2. There are many PDB entries available in the PDB in recent years. Have the authors reviewed them?

Response: We thank the reviewer to raise this question. The authors reviewed the most recent target protein available in the PDB like 3W2S, 3W32 and 3W33 however 3W33 has been selected due to its high X-ray resolution (1.70 Å)

 

3. The PDB entry 1m17 contains one native ligand (AQ4). Did the authors perform a re-docking of it?

Response: We thank the reviewer for raising this question. The entire docking studies have been redone by using 3W33 PDB, which contains a native ligand (W19). In spite of the re-docking between 3W33 and W19, which was given a binding free energy equal to-10.8 kcal/mol, which is the same result as our compound 6h, we did not mention that in the manuscript to maintain consistency between the in vitro cytotoxicity evaluation and the molecular docking study, so as to have the same standard reference drug in both.

 

4. Please provide the docking software details with the license and other details.

Response: We thank the reviewer asking this query. It was mentioned in section 3.2 with referring to the reference (45). Molecular Operating Environment (MOE) (2019) Montreal, Quebec, Canada: Chemical Computing Group Inc. https://www.chemcomp.com/ FEATURE moe chemcompd 2019.12 31-dec-2025 uncounted F782780B5A27 \HOSTID=ANY ISSUER=Lz0 TS_OK

5. Molecular docking is not enough nowadays. It requires Molecular dynamics simulations. Why did the authors have not done MD simulation studies?

Response: We thank the reviewer for raising this question. MD is very useful for understanding the dynamic behavior of proteins or other biological macromolecules, from fast internal motions to slow conformational changes or even protein-folding processes. In our study, we concerned on a new series of aryl substituted novel pyrinine-1,3,4-thiadiazoles, and thiazoles compounds were synthesized from a starting compound 1-(3-cyano-4,6-dimethyl-2-oxopyridin-1(2H)-yl)-3-phenylthiourea through straightforward but efficient condensation methods with high yield. All the structures were confirmed through elemental and spectral analysis where the plausible mechanistic approach for their formation were discussed. All the structures show effectiveness towards the inhibition of human colon carcinoma (HCT-116) as well as hepatocellular carcinoma (HepG2) cell line through in-vitro evaluation confirmed by molecular docking study to determine how our candidate compounds may bind in the active site of a selected target and tries to predict how tightly it bind. This study attempts to mimic the process of bringing together a protein and a ligand to form a noncovalent complex, and to reveal the electrostatic and steric complementarity between the protein and ligand.

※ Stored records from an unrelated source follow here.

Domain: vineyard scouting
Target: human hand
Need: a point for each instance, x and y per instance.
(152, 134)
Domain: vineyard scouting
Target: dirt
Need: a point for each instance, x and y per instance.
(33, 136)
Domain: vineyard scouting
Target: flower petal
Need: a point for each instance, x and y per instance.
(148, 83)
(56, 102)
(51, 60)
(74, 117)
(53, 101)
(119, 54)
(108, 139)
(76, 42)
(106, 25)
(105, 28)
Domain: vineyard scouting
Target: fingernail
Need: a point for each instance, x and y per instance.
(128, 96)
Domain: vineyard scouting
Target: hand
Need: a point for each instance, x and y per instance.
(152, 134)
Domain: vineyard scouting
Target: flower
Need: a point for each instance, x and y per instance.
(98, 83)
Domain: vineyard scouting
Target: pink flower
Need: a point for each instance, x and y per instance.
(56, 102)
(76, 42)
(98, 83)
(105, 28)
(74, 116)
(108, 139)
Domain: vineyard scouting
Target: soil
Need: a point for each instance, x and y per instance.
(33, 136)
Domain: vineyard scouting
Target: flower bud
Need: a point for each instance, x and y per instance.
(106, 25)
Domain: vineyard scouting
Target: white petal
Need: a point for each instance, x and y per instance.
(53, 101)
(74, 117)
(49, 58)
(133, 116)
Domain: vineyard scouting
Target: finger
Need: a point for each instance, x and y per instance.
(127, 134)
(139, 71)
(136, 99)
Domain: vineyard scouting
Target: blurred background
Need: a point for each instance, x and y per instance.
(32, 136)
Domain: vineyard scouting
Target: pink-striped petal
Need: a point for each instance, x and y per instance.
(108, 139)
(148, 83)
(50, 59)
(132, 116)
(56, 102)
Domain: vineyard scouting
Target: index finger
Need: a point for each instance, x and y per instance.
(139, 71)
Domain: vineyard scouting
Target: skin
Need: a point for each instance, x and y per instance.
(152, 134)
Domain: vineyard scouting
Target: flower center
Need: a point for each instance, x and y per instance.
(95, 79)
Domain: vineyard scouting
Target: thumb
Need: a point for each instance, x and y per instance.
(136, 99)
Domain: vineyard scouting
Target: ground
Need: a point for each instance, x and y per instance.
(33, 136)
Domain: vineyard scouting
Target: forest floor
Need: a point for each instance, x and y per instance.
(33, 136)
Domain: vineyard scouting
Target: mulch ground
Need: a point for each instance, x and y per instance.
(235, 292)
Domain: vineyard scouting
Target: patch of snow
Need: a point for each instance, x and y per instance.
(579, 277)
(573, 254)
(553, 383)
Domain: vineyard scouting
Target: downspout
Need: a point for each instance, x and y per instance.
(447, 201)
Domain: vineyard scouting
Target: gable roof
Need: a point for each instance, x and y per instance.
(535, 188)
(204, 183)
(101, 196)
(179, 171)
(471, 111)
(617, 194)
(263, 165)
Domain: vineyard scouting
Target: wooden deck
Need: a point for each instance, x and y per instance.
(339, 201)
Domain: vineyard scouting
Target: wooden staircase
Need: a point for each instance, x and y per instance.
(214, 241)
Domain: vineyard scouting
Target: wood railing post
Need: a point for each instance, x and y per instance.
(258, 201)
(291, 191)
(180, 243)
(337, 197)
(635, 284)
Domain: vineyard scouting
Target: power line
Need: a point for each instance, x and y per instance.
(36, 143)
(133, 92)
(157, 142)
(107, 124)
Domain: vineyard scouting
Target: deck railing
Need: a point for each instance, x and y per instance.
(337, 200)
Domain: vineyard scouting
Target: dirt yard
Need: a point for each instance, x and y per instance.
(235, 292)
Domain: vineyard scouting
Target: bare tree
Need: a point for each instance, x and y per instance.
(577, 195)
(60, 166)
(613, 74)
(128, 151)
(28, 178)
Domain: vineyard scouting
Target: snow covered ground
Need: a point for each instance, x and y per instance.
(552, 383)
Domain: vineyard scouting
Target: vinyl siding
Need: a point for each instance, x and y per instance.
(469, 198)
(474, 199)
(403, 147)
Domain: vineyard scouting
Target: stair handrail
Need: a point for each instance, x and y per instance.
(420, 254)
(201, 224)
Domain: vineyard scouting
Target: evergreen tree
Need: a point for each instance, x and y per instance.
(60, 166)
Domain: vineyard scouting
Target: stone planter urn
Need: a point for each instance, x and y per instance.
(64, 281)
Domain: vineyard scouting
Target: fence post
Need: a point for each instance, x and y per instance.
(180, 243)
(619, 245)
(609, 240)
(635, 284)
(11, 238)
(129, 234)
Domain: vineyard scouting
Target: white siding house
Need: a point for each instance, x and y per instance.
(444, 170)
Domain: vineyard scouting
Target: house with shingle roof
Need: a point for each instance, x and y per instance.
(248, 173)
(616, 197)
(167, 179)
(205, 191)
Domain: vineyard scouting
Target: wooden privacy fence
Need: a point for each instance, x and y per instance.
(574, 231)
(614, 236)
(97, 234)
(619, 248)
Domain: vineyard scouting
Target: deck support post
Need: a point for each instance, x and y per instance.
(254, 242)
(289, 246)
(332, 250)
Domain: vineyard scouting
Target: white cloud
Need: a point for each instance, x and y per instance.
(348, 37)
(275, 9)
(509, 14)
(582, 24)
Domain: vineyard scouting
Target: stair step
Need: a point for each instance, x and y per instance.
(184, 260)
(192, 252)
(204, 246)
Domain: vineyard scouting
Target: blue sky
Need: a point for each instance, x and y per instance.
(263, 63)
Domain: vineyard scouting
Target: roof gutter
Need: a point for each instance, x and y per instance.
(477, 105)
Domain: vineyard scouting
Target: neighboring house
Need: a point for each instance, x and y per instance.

Moreover, MDS methodologies have limitations including the high computational costs and approximations of molecular forces required, with constant improvements in both computer power and algorithm design

6. The docking image quality is very poor and not understandable.

Response: We thank the reviewer asking this query. The whole docking studies changed, new images and figures have been inserted in high quality.

Reviewer 3 Report

 

Overall, the article is well written, but the authors have to make some critical improvements.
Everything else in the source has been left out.